Cousins came over for the weekend from KL.
I finally made it to Bras Basar and the National Library.
Art Friend is a whole lot huger than I thought it would be.
Sorry I'm such a sua gu okay? D:
Quotes!
I realised that I haven't done a quote post since school reopened.
So here's the first quote post of the year?
I wouldn’t raise my child inside this city anyway. They grow up too savvy and they grow up too fast. And they know about buying shit and they know about sex. And they know about investment banking and also about brokerage firms. And they know about the numbers and they know about the words. And they know about the bottom line and also about stones. And they know about careers and about the real deals. And they all grow up and become people’s people with people skills.
"Let us toast to animal pleasures, to escapism, to rain on the roof and instant coffee, to unemployment insurance and library cards, to absinthe and good-hearted landlords, to music and warm bodies and contraceptives… and to the “good life”, whatever it is and wherever it happens to be."
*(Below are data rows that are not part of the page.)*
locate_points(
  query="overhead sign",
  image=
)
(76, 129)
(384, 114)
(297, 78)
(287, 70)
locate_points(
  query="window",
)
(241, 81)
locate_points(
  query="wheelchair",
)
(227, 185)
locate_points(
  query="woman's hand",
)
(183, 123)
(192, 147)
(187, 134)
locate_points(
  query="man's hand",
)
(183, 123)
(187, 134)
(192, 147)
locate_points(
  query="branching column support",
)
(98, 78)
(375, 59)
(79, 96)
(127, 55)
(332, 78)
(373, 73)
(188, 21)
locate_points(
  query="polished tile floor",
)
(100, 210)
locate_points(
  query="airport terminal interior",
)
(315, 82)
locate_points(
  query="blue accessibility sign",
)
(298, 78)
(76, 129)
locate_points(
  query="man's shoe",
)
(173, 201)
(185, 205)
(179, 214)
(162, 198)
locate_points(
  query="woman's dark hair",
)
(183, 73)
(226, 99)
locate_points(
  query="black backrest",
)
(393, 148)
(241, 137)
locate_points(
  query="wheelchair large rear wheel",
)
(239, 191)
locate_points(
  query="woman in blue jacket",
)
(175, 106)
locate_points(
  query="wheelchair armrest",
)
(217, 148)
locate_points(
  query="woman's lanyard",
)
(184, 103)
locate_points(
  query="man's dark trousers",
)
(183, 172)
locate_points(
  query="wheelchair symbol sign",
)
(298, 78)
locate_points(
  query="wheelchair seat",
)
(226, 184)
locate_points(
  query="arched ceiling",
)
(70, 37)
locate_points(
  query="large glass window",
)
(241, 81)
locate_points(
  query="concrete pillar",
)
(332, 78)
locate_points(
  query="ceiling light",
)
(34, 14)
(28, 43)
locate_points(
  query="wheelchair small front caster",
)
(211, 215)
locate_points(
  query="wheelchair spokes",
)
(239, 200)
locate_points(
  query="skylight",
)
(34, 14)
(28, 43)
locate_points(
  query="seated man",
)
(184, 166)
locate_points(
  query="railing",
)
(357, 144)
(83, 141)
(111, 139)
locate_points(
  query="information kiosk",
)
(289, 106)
Dr. Hunter S. Thomspon, Proud Highway; Saga of a Desperate SOuthern GentlemanListening to Stereophonics right now.
Are they even of my era I wonder?
I suspect that they're probably from the early 2000s, but that song I like was first released in 2008! :O Whaaaaaat?
Last quotes for you from my book!
In the first few days after the funeral, our interest in the Lisbon girls only increased. Added to their loveliness was a new mysterious suffering, perfectly silent, visible in the blue puffiness beneath their eyes or the way they would sometines stop in mid-stride, look down, and shake their heads as though disagreeing with life.
The man lashhed the fence, in sections, to his truck and -- getting paid for it -- gave Mr. Bates the worst lawn job we'd ever seen. We were amazed our parents permitted this, when lawn jobs usually justified calling the cops. But now Mr. Bates didn't scream or try to get the truck's license plate, nor did Mrs. Bates, who had once wept when we set off firecrackers in her state-fair tulips-- they said nothing, and our parents said nothing, so that we sensed how ancient they were, how accustomed to trauma, depression, and wars. We realised that the version of the world they rendered for us was not the world they really believed it, and that for all their caretaking and bitching about crabgrass they didn't give a damn about lawns.